INEC : Dossier FCTVA - Audition à l'Assemblée nationale
FCTVA 07-2020
Un point d’information concernant un sujet de lobbying que DLR porte depuis quelques années maintenant : l’achat public et le besoin d’évolution des règles régissant le remboursement de la TVA aux collectivités (ce que nous nommons entre nous le « dossier FCTVA »).

Ce dossier est porté pour DLR depuis deux ans par l’Institut National de l’Economie Circulaire / INEC dont DLR est membre.

Dans le cadre des réflexions sur le plan de relance économique, le groupe d’études de l’Assemblée nationale consacré à l’économie verte et à l’économie circulaire rattaché à la Commission des affaires économiques a auditionné l’INEC ce 17 juin 2020. L’objectif de cette audition était de mieux comprendre les effets de la crise sanitaire sur la gestion des déchets et d'appréhender la place de l’économie circulaire dans la relance verte.

Dans le contexte de discussion du projet de loi de finances rectificative (PLFR) présentant les mesures financières de réponse à la crise (et en prévision du PLF 2021), l’INEC a axé principalement son propos sur les mesures d’ordre économique et fiscal.
Le point 4 de cette intervention est celui que DLR travaille avec l’INEC.

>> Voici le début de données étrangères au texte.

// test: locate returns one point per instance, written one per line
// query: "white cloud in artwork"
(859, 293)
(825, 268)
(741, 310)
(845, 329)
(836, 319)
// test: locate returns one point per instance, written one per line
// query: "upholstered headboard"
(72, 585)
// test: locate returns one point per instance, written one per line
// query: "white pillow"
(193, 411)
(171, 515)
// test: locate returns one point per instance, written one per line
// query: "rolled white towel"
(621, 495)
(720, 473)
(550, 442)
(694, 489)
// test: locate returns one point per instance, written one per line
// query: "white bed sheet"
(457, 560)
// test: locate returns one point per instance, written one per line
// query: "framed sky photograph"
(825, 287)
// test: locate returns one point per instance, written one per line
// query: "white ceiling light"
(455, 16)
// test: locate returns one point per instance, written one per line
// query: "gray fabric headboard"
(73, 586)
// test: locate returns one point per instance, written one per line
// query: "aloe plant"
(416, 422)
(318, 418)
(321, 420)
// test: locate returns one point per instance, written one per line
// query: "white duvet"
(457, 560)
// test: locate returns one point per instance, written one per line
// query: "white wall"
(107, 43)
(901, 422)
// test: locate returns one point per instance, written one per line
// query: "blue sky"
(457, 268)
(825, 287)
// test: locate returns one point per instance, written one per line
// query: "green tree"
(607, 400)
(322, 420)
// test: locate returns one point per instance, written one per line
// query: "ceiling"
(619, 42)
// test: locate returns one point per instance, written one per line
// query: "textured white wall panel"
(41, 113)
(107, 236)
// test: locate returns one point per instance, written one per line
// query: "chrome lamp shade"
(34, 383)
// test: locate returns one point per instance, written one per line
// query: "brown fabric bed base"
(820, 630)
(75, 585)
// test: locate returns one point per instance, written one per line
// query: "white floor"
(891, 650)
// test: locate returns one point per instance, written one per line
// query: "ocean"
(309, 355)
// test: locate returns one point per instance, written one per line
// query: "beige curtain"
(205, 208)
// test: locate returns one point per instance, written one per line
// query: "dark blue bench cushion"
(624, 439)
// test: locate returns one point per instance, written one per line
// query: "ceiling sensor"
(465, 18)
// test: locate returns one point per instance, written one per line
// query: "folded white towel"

• L’enjeu premier est de ne pas opposer relance économique et relance verte, la première pouvant être aujourd’hui considérée comme prioritaire au détriment de la deuxième, reléguée au rang de mesures d’ajustement. Ainsi, les investissements financiers pour relancer l’économie doivent être orientés vers la nécessaire transition vers une économie circulaire. 

• Ces soutiens financiers ne doivent pas être fléchés uniquement vers les secteurs les plus vertueux, mais doivent également permettre d’accompagner la transition des secteurs les moins performants dans des investissements de conversion et de transformation. Pour un soutien pérenne en vue d’une économie circulaire, ils doivent permettre des investissements en « haut de bilan », et non seulement des subventions.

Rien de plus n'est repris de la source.